Synchronised macro-policy shifts are a relatively new problem in our more globalised world economy. Until the global financial crisis of 2008, world recessions tended to roll from one country to the next. Since then, everyone tends to start contracting – or stimulating – at the same time.

When you were stimulating while your trading partners weren’t, much of your stimulus would “leak” to their economies, via your higher imports. But, as we learnt in the fight to counter the Great Recession, when everyone’s stimulating together, your leakage to them is offset by their leakage to you, thus making your stimulus stronger than you were expecting.

The fund’s warning is that we’re now about to learn that the same thing happens in reverse when everyone’s hitting the brakes – budgetary as well as monetary – together. Synchronisation will make your efforts to restrain demand (spending on goods and services) more potent than you were expecting.

So the fund’s message to us is: when you’re judging how high interest rates have to go to get inflation heading back down to the target, err on of side to doing too little.

But there are four other factors saying the Reserve should be wary of pushing rates higher. The first is Treasurer Jim Chalmers’ confirmation in last week’s budget that the “stance” of his fiscal policy has also switched from expansionary to restrictive, and so is now adding to the restraint coming from tighter monetary policy.

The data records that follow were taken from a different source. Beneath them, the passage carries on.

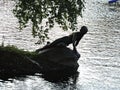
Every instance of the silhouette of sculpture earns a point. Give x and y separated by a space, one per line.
73 38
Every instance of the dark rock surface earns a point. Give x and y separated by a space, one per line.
59 60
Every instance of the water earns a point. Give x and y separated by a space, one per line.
100 49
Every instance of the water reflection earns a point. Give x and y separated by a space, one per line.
100 51
36 82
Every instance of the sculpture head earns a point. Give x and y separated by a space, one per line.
83 30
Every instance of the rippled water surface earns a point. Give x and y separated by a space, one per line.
100 49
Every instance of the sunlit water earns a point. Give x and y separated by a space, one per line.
100 49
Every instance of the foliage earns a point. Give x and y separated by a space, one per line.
49 12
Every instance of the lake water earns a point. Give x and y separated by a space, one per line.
100 49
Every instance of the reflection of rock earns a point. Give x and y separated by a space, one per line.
58 59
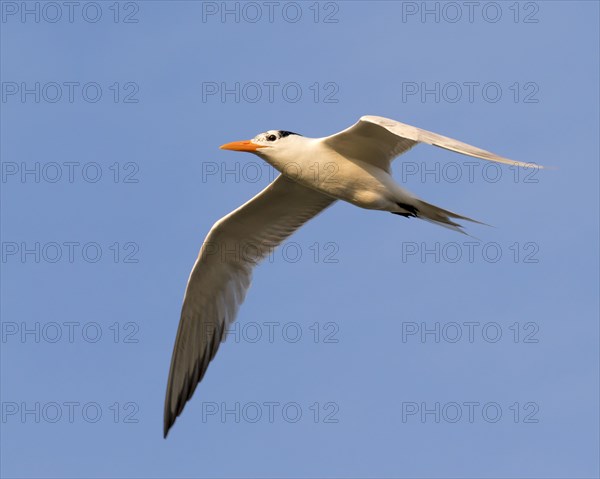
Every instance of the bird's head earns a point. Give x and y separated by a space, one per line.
268 144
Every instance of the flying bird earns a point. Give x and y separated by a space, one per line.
352 165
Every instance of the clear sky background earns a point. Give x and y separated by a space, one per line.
362 392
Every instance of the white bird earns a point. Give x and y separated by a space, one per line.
352 165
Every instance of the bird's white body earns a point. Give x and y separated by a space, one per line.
314 164
352 165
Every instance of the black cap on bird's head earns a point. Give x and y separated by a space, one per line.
261 140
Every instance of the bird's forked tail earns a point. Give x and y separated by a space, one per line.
433 214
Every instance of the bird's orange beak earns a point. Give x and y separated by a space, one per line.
246 145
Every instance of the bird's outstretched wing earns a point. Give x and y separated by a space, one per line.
379 140
222 274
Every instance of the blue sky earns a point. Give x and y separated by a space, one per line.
369 345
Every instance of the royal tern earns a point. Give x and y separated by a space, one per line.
352 165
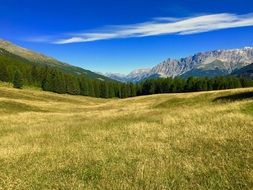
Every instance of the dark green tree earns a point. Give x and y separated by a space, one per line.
18 80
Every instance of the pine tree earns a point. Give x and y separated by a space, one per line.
18 80
4 76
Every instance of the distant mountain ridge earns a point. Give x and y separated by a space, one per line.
246 71
210 64
45 60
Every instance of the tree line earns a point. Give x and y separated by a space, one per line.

Chalmers has cut back the Coalition’s spending programs to make room for Labor’s new spending plans, while “banking” the temporary surge in tax revenue arising from the war-caused jump in world energy prices, and the success of the Coalition’s efforts to return us to full employment.

As a result, the budget deficit has fallen from a peak of $134 billion (equivalent to 6.5 per cent of gross domestic product) in 2020-21, to $32 billion (1.4 per cent) in the year to this June. The present financial year should see that progress largely retained, with the deficit rising only a little.

What’s more, the government’s already acting on its intention to force our greedy gas producers to raise their prices by a lot less than has been assumed in the budget’s inflation forecasts.

Second, the Reserve’s efforts to reduce aggregate (total) demand by using the higher cost of borrowing to reduce domestic demand, will be added to by the other central banks’ efforts to reduce our “net external demand” (exports minus imports).

What’s more, the expected further big fall in house prices will help reduce domestic demand by making home owners feel a lot less well-off than they were (the “wealth effect”).

Third – and this is a big point – the restrictive effect of the Reserve’s higher interest rates will be massively reinforced by the “cost-of-living squeeze” (aka the huge fall in real wages). Comparing the wage price index with the consumer price index, real wages fell by 2 per cent over the year to June 2021, and by an unbelievable 3.5 per cent to June this year.

Now the budget’s predicting a further fall of 2 per cent to June next year, with only the tiniest gain by June 2024.

This is an unprecedented blow to households’ income. It just about guarantees an imminent return to weak consumer spending. And it’s a much bigger blow than the big advanced economies have suffered, suggesting our central bank should be going easier on rate rises than theirs.

The final factor saying the Reserve should be wary of pushing rates higher is “lags”. As top international economist Olivier Blanchard reminded us in a recent Twitter thread, monetary policy affects the inflation rate with a variable delay of maybe six to 18 months.

This says you should stop tightening about a year before you see any hard evidence that inflation has peaked and started falling. Wait for that evidence, and you’re certain to have hit the economy too hard, causing the recession we didn’t have to have.

But to stop tightening before the money market know-alls think you should takes great courage.